# [SOLVED] Firefox cannot access some sites

## denaje

The problem: For some sites (a consistent but annoyingly large set), Firefox displays the message: "Server not found Firefox can't find the server at xxxx".

For example: I can access forums.gentoo.org, but I cannot access gentoo.org. This behavior is always consistent across reboots.

I am not sure where the problem lies because of these facts:

1. It only occurs at my current internet connection (at home), not at any other internet connection

2. It only occurs on my Gentoo desktop (other computers on the same internet connection are able to access the sites just fine)

3. It only occurs in Gentoo (not my dual-boot Windows)

4. It only occurs in Firefox (Konqueror works fine, but Firefox on other machines works fine as well.
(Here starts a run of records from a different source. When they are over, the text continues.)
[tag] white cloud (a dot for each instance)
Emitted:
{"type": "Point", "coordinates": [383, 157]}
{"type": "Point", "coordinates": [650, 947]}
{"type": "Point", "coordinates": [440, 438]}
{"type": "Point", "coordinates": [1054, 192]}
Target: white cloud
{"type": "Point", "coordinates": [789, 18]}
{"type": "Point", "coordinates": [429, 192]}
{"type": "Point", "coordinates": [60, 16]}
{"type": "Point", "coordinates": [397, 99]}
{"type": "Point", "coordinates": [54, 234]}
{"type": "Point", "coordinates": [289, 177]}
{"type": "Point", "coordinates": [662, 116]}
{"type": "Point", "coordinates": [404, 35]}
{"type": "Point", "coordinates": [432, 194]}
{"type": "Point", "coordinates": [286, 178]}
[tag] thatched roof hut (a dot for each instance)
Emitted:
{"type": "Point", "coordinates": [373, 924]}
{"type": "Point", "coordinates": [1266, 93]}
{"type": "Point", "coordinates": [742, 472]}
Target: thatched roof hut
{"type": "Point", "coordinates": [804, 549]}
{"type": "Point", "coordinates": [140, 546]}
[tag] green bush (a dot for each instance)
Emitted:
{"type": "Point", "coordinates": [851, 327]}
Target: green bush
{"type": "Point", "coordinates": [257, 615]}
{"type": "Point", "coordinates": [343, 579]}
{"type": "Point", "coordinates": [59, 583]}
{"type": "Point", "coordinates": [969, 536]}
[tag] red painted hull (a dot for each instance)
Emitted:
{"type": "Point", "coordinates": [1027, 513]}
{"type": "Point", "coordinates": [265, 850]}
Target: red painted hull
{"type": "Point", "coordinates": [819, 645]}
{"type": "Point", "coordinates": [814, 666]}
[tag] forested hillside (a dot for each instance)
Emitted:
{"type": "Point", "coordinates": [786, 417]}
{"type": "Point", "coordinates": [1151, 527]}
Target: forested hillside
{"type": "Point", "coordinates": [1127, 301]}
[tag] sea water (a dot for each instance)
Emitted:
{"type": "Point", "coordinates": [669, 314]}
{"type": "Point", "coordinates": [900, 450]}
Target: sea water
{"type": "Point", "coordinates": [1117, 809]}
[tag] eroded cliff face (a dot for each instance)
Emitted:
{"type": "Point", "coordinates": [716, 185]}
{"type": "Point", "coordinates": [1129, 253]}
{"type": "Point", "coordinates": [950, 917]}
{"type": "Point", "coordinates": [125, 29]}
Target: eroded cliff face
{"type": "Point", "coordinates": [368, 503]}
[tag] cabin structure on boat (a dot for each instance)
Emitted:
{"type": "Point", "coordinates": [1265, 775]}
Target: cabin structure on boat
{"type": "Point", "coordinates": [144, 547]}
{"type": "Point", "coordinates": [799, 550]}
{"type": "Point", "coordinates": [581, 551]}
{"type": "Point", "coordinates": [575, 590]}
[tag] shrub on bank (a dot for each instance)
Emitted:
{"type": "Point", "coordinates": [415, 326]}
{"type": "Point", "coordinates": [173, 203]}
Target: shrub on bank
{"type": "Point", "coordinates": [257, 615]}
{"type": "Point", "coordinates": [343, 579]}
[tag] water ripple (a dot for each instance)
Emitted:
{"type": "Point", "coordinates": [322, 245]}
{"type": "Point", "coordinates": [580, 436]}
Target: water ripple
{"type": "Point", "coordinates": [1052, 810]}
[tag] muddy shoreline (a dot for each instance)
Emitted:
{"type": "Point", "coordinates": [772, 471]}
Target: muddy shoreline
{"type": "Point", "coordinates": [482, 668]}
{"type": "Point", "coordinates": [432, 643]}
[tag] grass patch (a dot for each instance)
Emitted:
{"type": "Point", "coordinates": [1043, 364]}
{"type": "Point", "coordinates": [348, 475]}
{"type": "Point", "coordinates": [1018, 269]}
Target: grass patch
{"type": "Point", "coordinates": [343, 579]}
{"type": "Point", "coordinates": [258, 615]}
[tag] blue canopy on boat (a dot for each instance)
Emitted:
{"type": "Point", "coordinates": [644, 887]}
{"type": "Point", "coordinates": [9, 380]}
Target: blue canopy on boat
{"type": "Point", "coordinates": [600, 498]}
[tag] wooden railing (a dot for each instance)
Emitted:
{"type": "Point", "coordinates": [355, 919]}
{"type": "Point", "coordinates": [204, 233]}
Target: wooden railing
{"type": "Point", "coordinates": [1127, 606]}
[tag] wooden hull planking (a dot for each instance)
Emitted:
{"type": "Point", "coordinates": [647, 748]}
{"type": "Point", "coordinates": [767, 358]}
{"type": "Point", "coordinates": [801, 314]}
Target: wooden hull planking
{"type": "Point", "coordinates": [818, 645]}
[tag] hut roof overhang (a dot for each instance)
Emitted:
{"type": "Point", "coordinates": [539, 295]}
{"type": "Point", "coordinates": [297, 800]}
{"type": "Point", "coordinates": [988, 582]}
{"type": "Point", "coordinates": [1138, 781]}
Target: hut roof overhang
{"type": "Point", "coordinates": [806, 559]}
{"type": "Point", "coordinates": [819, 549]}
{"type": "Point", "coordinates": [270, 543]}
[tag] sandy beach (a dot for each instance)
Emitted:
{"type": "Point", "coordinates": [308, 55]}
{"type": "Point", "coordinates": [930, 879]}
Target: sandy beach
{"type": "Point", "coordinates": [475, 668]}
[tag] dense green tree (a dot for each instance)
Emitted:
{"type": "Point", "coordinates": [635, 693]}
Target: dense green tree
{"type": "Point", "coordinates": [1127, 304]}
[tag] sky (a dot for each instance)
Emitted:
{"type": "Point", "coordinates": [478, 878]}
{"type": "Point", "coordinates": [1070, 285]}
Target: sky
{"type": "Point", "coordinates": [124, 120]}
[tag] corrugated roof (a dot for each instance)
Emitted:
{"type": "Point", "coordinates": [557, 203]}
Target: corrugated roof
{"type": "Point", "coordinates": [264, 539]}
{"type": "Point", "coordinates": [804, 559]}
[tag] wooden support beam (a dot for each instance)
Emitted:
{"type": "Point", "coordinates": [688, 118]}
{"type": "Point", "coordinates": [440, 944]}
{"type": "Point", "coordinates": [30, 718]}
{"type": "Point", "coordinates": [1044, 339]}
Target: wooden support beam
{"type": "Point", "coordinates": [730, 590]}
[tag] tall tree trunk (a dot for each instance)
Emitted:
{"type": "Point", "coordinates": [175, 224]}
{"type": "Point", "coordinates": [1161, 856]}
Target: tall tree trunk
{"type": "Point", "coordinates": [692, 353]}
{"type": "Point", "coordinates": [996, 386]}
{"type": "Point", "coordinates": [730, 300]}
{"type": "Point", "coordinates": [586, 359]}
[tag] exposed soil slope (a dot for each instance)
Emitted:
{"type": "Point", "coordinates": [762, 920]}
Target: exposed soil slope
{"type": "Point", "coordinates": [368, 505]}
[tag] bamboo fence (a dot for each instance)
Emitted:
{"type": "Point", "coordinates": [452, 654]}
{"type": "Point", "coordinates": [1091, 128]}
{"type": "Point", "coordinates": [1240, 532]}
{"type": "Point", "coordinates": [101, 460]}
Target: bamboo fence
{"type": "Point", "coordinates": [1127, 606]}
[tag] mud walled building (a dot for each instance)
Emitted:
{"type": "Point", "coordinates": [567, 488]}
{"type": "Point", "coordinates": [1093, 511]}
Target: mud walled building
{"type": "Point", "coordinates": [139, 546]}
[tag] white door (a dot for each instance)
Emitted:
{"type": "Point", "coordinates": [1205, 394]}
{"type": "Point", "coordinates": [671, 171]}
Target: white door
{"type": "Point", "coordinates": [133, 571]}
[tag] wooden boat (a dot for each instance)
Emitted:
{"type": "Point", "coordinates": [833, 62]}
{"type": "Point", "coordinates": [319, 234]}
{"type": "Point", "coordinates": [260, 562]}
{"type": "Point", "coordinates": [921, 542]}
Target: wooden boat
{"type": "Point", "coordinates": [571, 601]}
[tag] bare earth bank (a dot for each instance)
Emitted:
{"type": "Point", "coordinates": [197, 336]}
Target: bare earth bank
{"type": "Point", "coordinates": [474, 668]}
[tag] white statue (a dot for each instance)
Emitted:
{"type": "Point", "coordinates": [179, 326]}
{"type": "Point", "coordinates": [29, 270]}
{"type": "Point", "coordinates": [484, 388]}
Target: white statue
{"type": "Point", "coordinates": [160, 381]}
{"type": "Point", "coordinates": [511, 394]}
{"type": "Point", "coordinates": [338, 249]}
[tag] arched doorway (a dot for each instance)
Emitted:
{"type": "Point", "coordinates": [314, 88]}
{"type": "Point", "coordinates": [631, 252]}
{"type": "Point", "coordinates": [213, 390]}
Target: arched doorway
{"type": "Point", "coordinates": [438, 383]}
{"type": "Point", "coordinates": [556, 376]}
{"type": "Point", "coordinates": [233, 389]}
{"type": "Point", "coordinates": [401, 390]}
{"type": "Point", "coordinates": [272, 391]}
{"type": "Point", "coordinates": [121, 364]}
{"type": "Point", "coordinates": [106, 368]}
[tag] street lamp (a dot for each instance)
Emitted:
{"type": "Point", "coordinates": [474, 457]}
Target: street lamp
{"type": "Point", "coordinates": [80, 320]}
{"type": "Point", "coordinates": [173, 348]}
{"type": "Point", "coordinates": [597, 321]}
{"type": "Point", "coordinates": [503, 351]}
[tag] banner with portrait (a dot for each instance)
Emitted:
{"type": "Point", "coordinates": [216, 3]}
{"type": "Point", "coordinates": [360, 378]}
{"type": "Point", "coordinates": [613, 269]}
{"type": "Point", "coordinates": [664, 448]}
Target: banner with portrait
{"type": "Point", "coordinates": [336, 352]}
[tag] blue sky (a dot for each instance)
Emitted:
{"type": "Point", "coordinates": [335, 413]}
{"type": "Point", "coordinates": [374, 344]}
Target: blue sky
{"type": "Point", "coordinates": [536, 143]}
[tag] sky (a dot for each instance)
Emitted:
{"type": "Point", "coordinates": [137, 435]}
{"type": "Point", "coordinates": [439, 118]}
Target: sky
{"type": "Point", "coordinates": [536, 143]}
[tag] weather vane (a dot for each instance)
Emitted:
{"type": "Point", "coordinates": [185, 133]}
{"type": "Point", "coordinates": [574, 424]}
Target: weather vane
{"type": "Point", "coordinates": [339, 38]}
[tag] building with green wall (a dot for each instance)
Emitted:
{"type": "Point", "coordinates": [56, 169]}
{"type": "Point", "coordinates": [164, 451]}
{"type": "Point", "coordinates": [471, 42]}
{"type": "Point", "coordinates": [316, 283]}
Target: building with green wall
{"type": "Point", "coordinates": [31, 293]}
The problem also persists among several versions of Firefox.)

So I'm guessing it's most likely a Firefox problem, but it may also be a Gentoo problem, and I thought I'd give it a shot on the forums here since they've been so helpful in the past.

I am using:

Kernel 2.6.29-r5x86_64 GentooFirefox-bin 3.5.1

I have tried renaming/moving my ~/.mozilla directory, but that did not solve the problem. The problem exists on mozilla-firefox and mozilla-firefox-bin (64 bit and 32 bit, respectively). My /etc/hosts file has nothing but the default localhost lines in it. I figured it might be a DNS problem, but I'm not well versed in that area.

Any ideas? Is there any more info I can provide that would be of more use?Last edited by denaje on Fri Jul 24, 2009 2:37 pm; edited 1 time in total

----------

## civilian

To check if it is a DNS problem try editing /etc/resolv.conf.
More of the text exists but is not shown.